Multiple R-squared. This is a proportion of variance statistic providing a measure of how well the model is fitting the data. It always lies between 0 and 1, with 0 representing a regression that does not explain the variance in the response variable, and 1 being a perfect fit of the data to the line. With an Rˆ2 of 0.8, we can say that in our model 80% of variance observed in TA can be explained by our predictor variable, Salinity. If you add more than one predictor variable to your model, the Adjusted Rˆ2 reflects the additional variables improve your model or not.
F-statistic. Another indicator of whether there is statistically significant relationship between our variables, which takes into account the number of data points (degrees of freedom). The further it is from 1, the better it is. You can see ours is also highly significant.
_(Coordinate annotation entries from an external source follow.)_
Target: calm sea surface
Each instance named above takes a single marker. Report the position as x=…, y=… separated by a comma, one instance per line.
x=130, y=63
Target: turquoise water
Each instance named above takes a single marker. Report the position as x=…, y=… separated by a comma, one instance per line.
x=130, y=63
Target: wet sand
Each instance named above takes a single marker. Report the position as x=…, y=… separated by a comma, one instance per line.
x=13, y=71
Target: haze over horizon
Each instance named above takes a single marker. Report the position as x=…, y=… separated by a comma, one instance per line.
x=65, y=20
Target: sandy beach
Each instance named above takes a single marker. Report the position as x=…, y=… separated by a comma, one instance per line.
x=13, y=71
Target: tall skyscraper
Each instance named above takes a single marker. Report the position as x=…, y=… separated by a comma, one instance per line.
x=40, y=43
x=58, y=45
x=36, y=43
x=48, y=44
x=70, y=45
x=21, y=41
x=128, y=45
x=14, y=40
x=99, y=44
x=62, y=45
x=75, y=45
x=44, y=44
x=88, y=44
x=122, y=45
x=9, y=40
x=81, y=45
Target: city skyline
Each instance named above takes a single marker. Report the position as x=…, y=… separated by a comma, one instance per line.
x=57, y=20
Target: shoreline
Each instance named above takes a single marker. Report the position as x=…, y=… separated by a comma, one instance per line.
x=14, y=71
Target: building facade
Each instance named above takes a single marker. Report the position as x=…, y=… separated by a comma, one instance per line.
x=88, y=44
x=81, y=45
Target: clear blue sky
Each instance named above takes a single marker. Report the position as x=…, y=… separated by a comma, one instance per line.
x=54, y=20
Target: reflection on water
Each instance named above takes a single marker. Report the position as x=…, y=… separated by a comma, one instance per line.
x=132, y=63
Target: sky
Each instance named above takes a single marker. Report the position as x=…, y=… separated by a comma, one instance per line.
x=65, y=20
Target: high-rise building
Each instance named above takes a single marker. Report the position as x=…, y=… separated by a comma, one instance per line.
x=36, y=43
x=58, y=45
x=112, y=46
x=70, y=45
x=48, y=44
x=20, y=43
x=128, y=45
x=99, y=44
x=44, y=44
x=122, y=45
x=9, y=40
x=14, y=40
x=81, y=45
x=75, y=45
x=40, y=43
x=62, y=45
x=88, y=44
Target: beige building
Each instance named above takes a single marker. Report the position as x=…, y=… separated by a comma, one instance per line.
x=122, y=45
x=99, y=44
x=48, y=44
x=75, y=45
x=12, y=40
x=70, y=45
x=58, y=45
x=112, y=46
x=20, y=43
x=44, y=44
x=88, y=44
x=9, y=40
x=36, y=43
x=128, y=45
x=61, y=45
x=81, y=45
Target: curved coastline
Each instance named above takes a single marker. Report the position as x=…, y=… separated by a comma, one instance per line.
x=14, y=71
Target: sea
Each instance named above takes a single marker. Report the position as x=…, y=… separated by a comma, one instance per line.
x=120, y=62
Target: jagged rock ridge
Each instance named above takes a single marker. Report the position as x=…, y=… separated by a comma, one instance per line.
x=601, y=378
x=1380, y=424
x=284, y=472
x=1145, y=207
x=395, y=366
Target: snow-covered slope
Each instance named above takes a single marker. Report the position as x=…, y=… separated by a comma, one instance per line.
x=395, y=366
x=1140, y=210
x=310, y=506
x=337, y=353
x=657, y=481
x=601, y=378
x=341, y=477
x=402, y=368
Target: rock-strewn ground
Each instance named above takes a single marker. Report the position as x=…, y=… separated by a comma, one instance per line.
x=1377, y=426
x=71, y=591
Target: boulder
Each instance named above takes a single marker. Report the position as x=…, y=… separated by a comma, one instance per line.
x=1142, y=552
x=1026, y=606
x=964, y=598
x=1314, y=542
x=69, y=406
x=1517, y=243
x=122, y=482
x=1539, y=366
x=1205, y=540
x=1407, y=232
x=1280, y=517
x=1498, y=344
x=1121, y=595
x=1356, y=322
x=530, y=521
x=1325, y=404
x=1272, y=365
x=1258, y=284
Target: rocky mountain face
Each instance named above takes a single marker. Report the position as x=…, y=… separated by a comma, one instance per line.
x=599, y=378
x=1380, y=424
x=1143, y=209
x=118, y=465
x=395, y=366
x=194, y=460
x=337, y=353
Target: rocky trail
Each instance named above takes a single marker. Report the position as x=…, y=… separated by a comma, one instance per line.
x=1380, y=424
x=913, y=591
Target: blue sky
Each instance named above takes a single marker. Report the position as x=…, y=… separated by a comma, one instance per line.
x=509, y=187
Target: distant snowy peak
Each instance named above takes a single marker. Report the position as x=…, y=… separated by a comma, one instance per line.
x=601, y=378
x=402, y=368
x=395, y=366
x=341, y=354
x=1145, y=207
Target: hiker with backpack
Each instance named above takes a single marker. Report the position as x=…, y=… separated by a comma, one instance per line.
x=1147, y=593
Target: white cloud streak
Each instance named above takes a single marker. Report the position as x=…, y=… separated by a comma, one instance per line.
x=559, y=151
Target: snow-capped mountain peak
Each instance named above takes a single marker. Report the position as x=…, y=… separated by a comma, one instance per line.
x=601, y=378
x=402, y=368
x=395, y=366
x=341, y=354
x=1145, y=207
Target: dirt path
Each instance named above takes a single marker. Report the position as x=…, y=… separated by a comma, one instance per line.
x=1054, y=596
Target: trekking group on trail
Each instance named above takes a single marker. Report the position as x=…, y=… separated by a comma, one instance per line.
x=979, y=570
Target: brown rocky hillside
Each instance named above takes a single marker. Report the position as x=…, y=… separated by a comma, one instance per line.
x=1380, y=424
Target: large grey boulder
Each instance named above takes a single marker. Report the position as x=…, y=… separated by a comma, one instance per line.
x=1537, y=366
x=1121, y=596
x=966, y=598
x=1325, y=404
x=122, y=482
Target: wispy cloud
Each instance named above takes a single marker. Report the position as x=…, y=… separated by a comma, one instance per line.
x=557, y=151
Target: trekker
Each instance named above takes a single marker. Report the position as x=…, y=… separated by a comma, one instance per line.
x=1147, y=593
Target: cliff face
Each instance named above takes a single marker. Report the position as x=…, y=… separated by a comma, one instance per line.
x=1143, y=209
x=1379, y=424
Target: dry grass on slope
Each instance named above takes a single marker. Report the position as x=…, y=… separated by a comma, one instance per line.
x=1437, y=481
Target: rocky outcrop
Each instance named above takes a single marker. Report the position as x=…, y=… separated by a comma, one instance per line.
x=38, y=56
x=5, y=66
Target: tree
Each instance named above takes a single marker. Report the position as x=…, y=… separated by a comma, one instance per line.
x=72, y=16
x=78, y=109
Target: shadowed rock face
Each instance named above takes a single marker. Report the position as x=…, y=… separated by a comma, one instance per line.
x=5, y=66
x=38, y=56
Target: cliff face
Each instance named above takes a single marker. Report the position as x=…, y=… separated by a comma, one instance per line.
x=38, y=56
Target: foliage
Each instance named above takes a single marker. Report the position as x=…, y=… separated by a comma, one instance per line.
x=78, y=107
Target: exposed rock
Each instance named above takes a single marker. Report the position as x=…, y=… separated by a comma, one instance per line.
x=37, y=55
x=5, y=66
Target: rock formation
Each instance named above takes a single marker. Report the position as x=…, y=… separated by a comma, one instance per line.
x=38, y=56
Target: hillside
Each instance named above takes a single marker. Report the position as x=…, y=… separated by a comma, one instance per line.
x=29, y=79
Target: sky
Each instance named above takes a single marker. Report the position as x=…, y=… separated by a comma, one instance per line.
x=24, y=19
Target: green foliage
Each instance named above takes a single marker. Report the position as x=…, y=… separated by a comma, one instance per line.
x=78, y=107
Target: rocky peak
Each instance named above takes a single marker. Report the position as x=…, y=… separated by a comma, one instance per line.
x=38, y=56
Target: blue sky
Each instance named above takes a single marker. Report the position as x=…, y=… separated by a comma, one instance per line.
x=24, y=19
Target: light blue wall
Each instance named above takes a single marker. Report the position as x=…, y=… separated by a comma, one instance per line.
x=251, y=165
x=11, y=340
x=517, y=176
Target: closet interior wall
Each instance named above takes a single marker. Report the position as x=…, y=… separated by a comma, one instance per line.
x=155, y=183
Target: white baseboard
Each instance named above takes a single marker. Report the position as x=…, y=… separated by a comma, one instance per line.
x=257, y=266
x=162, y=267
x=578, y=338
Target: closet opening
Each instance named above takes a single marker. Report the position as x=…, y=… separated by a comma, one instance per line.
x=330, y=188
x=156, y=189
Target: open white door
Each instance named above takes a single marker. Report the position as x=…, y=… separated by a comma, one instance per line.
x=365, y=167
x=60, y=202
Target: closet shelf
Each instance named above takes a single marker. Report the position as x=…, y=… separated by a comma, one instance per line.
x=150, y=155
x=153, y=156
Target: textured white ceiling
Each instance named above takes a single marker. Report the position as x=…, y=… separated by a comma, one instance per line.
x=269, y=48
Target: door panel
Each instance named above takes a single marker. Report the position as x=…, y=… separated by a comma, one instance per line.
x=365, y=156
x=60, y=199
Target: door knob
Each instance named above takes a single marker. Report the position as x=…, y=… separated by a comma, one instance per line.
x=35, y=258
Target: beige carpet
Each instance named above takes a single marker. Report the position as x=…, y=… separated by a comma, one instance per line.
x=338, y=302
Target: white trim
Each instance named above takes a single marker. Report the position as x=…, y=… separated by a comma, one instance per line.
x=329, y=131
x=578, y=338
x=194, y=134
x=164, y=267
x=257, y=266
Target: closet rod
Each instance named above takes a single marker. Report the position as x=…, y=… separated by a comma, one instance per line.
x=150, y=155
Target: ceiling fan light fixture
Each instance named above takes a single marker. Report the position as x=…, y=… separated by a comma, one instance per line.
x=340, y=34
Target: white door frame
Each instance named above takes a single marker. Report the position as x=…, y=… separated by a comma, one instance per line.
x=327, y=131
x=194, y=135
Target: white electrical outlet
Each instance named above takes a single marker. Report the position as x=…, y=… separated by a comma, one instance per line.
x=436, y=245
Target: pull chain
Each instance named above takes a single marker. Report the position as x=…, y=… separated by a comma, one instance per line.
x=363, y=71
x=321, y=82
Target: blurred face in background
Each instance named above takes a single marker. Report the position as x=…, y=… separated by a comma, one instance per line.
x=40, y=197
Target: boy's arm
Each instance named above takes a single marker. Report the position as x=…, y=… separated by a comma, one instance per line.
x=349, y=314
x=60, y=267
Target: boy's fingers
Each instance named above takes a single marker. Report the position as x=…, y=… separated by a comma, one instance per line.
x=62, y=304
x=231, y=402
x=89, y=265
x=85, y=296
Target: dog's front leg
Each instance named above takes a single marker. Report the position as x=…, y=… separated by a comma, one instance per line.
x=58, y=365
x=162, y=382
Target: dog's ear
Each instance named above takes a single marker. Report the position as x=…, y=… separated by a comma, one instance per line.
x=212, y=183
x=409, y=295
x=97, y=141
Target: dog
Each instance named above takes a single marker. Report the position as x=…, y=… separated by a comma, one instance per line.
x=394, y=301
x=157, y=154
So - now we have a model predicting TA (y) based on Salinity (x).

y = 52.183x+428.281

Let’s apply this to our buoy data and model TA for the New Meadows River! Make a new column called TA in our buoy dataframe - the contents should equal 52.183*(salinity)+428.281.

buoy$TA <- 52.183*buoy$sal_psu + 428.281

Excellent! Let’s see the range of alkalinity values generated by this equation. The summary() command can be run on a single variable or entire dataset to see the minimum, median, mean and max values for a variable.

summary(buoy$TA)

Our minimum indicates there are some values of 0 in our salinity measurements, which are likely errors with the sensor which we may want to exclude. In general, our range in TA is small, reflecting the relative stability of salinity in the New Meadows River time series.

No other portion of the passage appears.